After citing how Friedman and Schwartz documented the Fed’s continual contraction of the money supply during the Depression and its aftermath – and the subsequent abandonment of the gold standard by many nations in order to stop the devastating monetary contraction – Bernanke adds:
Before the creation of the Federal Reserve, Friedman and Schwartz noted, bank panics were typically handled by banks themselves – for example, through urban consortiums of private banks called clearinghouses. If a run on one or more banks in a city began, the clearinghouse might declare a suspension of payments, meaning that, temporarily, deposits would not be convertible into cash. Larger, stronger banks would then take the lead, first, in determining that the banks under attack were in fact fundamentally solvent, and second, in lending cash to those banks that needed to meet withdrawals. Though not an entirely satisfactory solution – the suspension of payments for several weeks was a significant hardship for the public – the system of suspension of payments usually prevented local banking panics from spreading or persisting. Large, solvent banks had an incentive to participate in curing panics because they knew that an unchecked panic might ultimately threaten their own deposits.
It was in large part to improve the management of banking panics that the Federal Reserve was created in 1913. However, as Friedman and Schwartz discuss in some detail, in the early 1930s the Federal Reserve did not serve that function. The problem within the Fed was largely doctrinal: Fed officials appeared to subscribe to Treasury Secretary Andrew Mellon’s infamous ‘liquidationist’ thesis, that weeding out “weak” banks was a harsh but necessary prerequisite to the recovery of the banking system. Moreover, most of the failing banks were small banks (as opposed to what we would now call money-center banks) and not members of the Federal Reserve System. Thus the Fed saw no particular need to try to stem the panics. At the same time, the large banks – which would have intervened before the founding of the Fed – felt that protecting their smaller brethren was no longer their responsibility. Indeed, since the large banks felt confident that the Fed would protect them if necessary, the weeding out of small competitors was a positive good, from their point of view.

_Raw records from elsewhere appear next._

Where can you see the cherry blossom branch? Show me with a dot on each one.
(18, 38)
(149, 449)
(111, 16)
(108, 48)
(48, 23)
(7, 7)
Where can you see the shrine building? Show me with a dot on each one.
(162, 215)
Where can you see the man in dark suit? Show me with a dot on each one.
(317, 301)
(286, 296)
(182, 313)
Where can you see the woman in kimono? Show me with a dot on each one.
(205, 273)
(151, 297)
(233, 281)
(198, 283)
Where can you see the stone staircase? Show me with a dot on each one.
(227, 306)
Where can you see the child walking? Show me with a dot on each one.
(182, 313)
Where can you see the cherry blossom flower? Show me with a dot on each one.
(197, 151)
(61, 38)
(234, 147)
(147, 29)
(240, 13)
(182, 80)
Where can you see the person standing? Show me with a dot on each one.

In short, according to Friedman and Schwartz, because of institutional changes and misguided doctrines, the banking panics of the Great Contraction were much more severe and widespread than would have normally occurred during a downturn. …
Let me end my talk by abusing slightly my status as an official representative of the Federal Reserve. I would like to say to Milton and Anna: Regarding the Great Depression. You’re right, we did it. We’re very sorry. But thanks to you, we won’t do it again.
Best wishes for your next ninety years.
Today, the entire Western financial world holds its breath every time the Fed chairman speaks, so influential are the central bank’s decisions on markets, interest rates and the economy in general. Yet the Fed, supposedly created to smooth out business cycles and prevent disruptive economic downswings like the Great Depression, has actually done the opposite.